Extracted from sunflower seeds, it is high in polyunsaturated fat and low in saturated fat.

Uses: A good all-round oil for shallow frying. It is not suitable for deep frying because it smokes and burns at very high temperatures.

To store: Store in a cool, dry place away from direct sunlight.

Truffle oil

This combination of olive oil and truffle extract has a wonderful nutty black truffle flavour. It can be used as a substitute for truffles or in conjunction with them to enhance their flavour.

Uses: It is used as a flavouring, and not for cooking. Add to risottos, pasta dishes, salads and salad dressings. To make truffle flavoured butter, melt 75g of butter and stir in 1-2 tsp of oil, stir well and allow cool, before storing in the fridge.

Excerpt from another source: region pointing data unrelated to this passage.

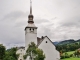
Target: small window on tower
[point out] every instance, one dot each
(30, 28)
(46, 41)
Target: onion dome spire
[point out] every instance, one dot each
(30, 17)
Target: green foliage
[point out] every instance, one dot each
(2, 51)
(34, 52)
(11, 54)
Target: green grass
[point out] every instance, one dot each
(71, 52)
(71, 59)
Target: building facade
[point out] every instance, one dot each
(43, 43)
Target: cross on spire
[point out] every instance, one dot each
(30, 17)
(30, 7)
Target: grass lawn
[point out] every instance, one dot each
(71, 52)
(71, 59)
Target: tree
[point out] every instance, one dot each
(34, 52)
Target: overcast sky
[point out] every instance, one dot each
(58, 19)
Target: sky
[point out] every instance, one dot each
(57, 19)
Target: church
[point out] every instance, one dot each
(43, 43)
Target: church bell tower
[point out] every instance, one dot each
(30, 29)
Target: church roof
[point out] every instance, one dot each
(43, 39)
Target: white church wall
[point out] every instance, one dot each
(57, 55)
(21, 52)
(48, 49)
(30, 37)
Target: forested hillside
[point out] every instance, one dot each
(67, 45)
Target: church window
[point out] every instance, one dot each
(33, 29)
(46, 41)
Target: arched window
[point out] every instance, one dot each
(46, 41)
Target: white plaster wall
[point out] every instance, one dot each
(30, 37)
(48, 49)
(21, 52)
(57, 55)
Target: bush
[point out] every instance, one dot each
(62, 57)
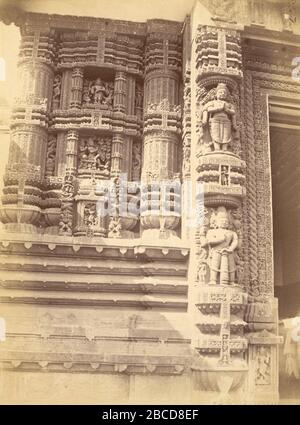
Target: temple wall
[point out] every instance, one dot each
(157, 306)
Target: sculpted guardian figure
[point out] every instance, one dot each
(220, 116)
(222, 243)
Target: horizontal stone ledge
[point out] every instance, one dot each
(159, 337)
(86, 302)
(135, 270)
(136, 288)
(95, 367)
(105, 247)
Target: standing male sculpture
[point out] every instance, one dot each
(220, 115)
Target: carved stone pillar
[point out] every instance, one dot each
(217, 297)
(120, 91)
(160, 211)
(117, 148)
(219, 300)
(76, 89)
(22, 195)
(68, 188)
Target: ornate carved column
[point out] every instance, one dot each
(233, 347)
(68, 187)
(22, 195)
(76, 88)
(117, 149)
(160, 206)
(120, 91)
(217, 296)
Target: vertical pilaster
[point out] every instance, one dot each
(162, 128)
(117, 148)
(76, 88)
(68, 187)
(22, 198)
(120, 92)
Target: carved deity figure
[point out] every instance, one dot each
(288, 19)
(220, 116)
(98, 91)
(56, 91)
(90, 215)
(136, 158)
(222, 243)
(51, 154)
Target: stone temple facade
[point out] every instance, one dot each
(174, 303)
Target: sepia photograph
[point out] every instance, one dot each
(150, 205)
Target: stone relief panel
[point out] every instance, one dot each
(97, 93)
(136, 160)
(220, 254)
(56, 91)
(217, 126)
(95, 155)
(51, 156)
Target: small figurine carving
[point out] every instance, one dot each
(115, 227)
(90, 215)
(56, 92)
(136, 160)
(139, 97)
(222, 243)
(287, 19)
(66, 219)
(94, 154)
(263, 366)
(220, 116)
(224, 175)
(51, 154)
(98, 92)
(68, 186)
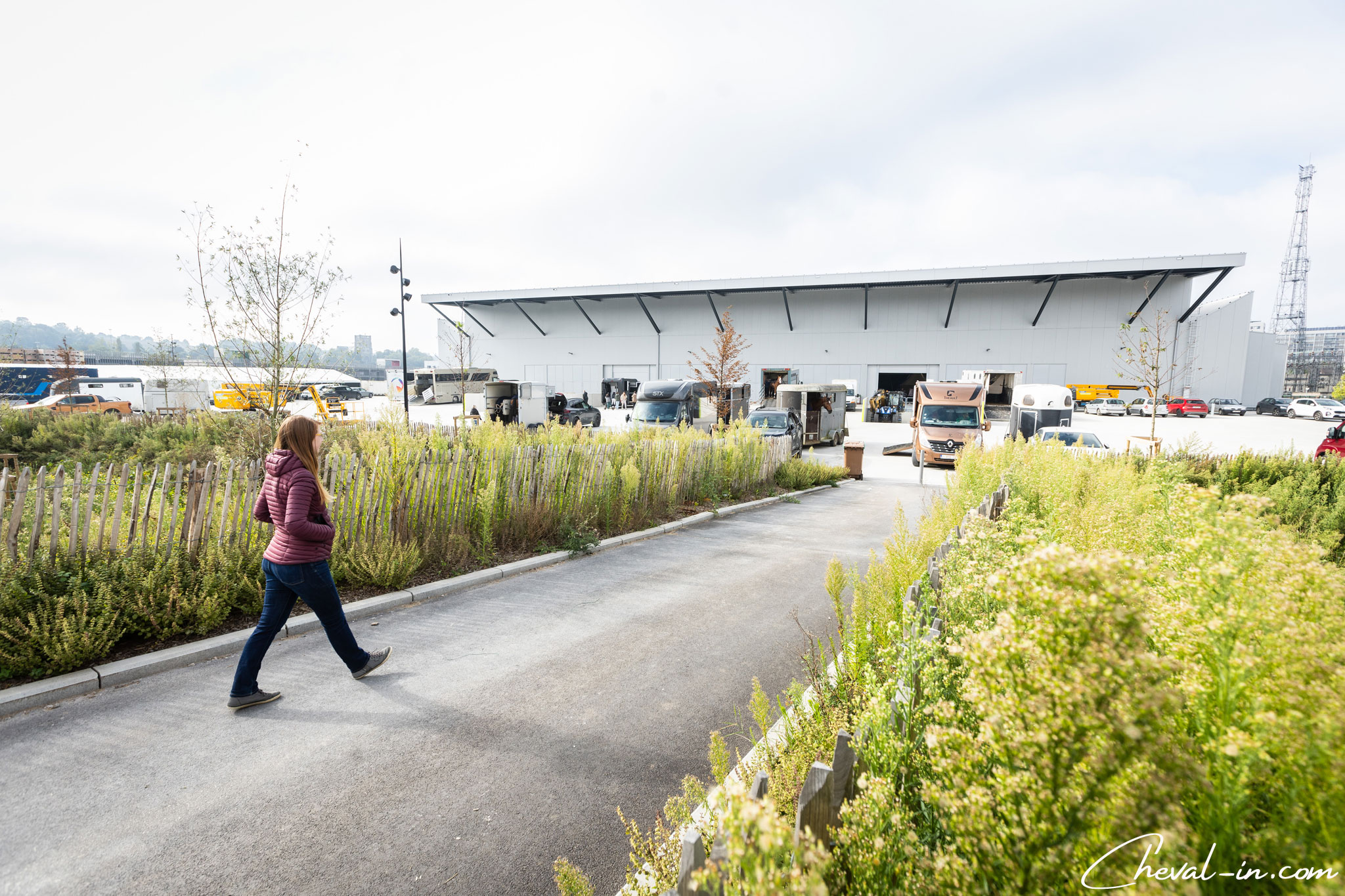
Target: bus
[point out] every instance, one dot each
(444, 385)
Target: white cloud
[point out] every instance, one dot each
(550, 144)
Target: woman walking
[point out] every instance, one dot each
(295, 503)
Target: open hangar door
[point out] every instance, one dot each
(900, 378)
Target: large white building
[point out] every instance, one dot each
(1057, 323)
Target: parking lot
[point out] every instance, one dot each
(1215, 435)
(1212, 435)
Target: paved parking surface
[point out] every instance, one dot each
(509, 725)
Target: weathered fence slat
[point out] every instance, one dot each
(58, 482)
(38, 512)
(20, 498)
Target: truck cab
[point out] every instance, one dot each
(947, 417)
(674, 403)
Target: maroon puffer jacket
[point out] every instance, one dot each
(290, 500)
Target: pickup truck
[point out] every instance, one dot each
(1333, 444)
(81, 405)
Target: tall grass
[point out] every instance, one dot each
(1126, 652)
(424, 501)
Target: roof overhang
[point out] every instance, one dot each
(1038, 273)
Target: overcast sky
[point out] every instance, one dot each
(560, 144)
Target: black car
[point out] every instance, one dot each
(580, 412)
(778, 422)
(1277, 406)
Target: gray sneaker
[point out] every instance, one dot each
(376, 658)
(254, 700)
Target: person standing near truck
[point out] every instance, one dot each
(295, 503)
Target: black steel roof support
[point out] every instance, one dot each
(586, 317)
(718, 322)
(648, 314)
(1152, 293)
(470, 314)
(527, 316)
(450, 319)
(1202, 296)
(1053, 281)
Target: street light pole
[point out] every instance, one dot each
(401, 309)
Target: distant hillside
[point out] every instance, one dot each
(23, 333)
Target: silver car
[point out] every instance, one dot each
(1145, 408)
(1227, 406)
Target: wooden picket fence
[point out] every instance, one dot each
(185, 507)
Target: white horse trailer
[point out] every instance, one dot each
(821, 408)
(115, 389)
(1036, 406)
(512, 400)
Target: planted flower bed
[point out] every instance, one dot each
(139, 554)
(1122, 656)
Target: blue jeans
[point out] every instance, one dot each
(284, 585)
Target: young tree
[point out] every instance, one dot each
(68, 368)
(264, 303)
(162, 360)
(1152, 355)
(463, 356)
(721, 364)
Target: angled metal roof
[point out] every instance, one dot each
(1128, 268)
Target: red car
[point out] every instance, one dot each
(1333, 444)
(1184, 406)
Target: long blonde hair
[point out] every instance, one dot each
(296, 435)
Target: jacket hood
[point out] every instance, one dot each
(282, 463)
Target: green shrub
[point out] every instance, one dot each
(165, 598)
(384, 562)
(1122, 652)
(799, 473)
(571, 880)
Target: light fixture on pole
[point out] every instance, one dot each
(401, 310)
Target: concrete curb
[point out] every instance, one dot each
(39, 694)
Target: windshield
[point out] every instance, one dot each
(655, 412)
(1080, 440)
(948, 416)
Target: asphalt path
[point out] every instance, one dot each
(509, 725)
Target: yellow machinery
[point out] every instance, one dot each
(1087, 393)
(242, 396)
(334, 410)
(256, 396)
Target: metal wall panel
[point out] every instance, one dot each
(1079, 330)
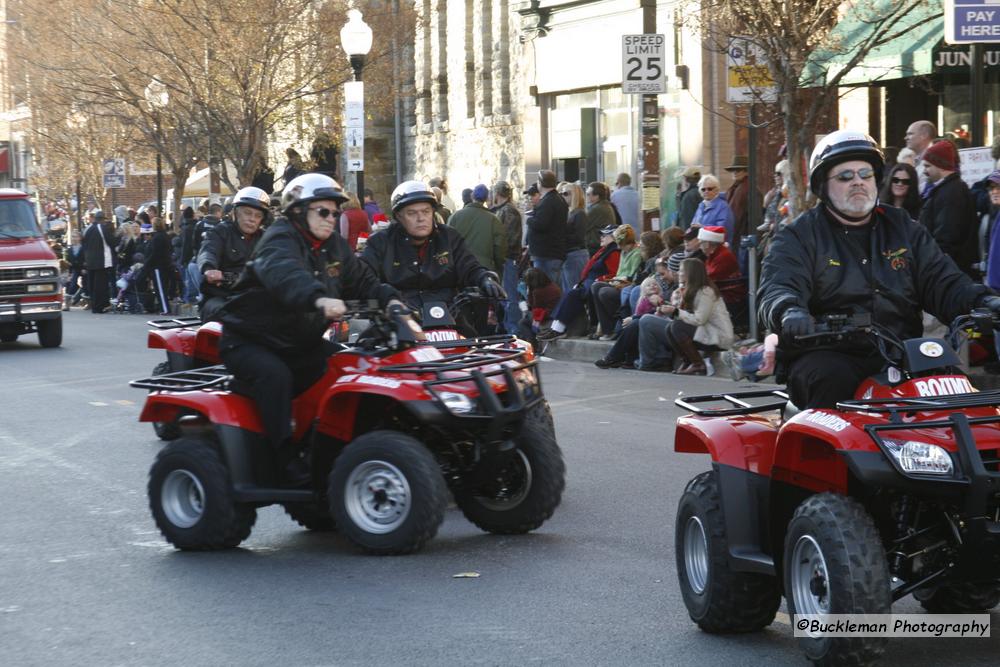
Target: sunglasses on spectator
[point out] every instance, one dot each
(323, 212)
(848, 175)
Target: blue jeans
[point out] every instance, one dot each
(551, 267)
(192, 282)
(572, 268)
(511, 310)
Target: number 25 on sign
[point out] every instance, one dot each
(642, 64)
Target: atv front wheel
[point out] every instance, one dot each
(717, 598)
(192, 498)
(835, 564)
(961, 598)
(525, 489)
(165, 430)
(387, 494)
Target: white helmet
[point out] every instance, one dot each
(253, 197)
(302, 190)
(411, 192)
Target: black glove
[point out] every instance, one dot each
(491, 288)
(796, 322)
(990, 302)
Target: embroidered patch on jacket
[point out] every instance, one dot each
(896, 259)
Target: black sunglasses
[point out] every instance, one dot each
(848, 175)
(324, 212)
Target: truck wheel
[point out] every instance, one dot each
(50, 332)
(523, 492)
(311, 516)
(387, 494)
(835, 564)
(192, 498)
(165, 430)
(717, 598)
(961, 598)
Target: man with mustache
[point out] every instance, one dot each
(852, 255)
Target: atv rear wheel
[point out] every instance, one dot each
(165, 430)
(717, 598)
(835, 564)
(525, 489)
(387, 494)
(961, 598)
(311, 516)
(192, 498)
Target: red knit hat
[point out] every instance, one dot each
(942, 155)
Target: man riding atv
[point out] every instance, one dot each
(851, 254)
(425, 261)
(228, 246)
(297, 279)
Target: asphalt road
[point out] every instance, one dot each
(86, 579)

To store: Truffle oil is very delicate and should be stored away from sunlight in a cool place.

Toasted sesame oil

Also referred to as roasted sesame oil. As the name suggests, is extracted from toasted sesame seeds. It has a very strong flavour, a dark colour and is often used in Oriental cookery as a flavouring but it not suitable for cooking.

Uses: Sprinkle a little sesame oil over salads, stir fries and any Oriental-style dishes for a deliciously nutty flavour.

To store: Store in a cool, dry place away from direct sunlight.

Vegetable oil

A blended oil that can be a combination of sunflower, safflower, groundnut or any other bland vegetable oil. Blended vegetable oil is less expensive than pure oil.

Uses: Blended oil is most often used for shallow or deep frying.

To store: Store in a cool, dry place away from direct sunlight.

Olive oil based spread

Made from around 20% olive oil these vegetarian spreads are a type of margarine. They are high in monounsaturated fats and low in saturated fats making them a healthier option than butter.

Uses: Olive oil spreads can be used for spreading on toast or bread to make sandwiches. They can also be used in baking, for making sauces and for shallow frying.

To store: Keep in the fridge and consume by the use by date.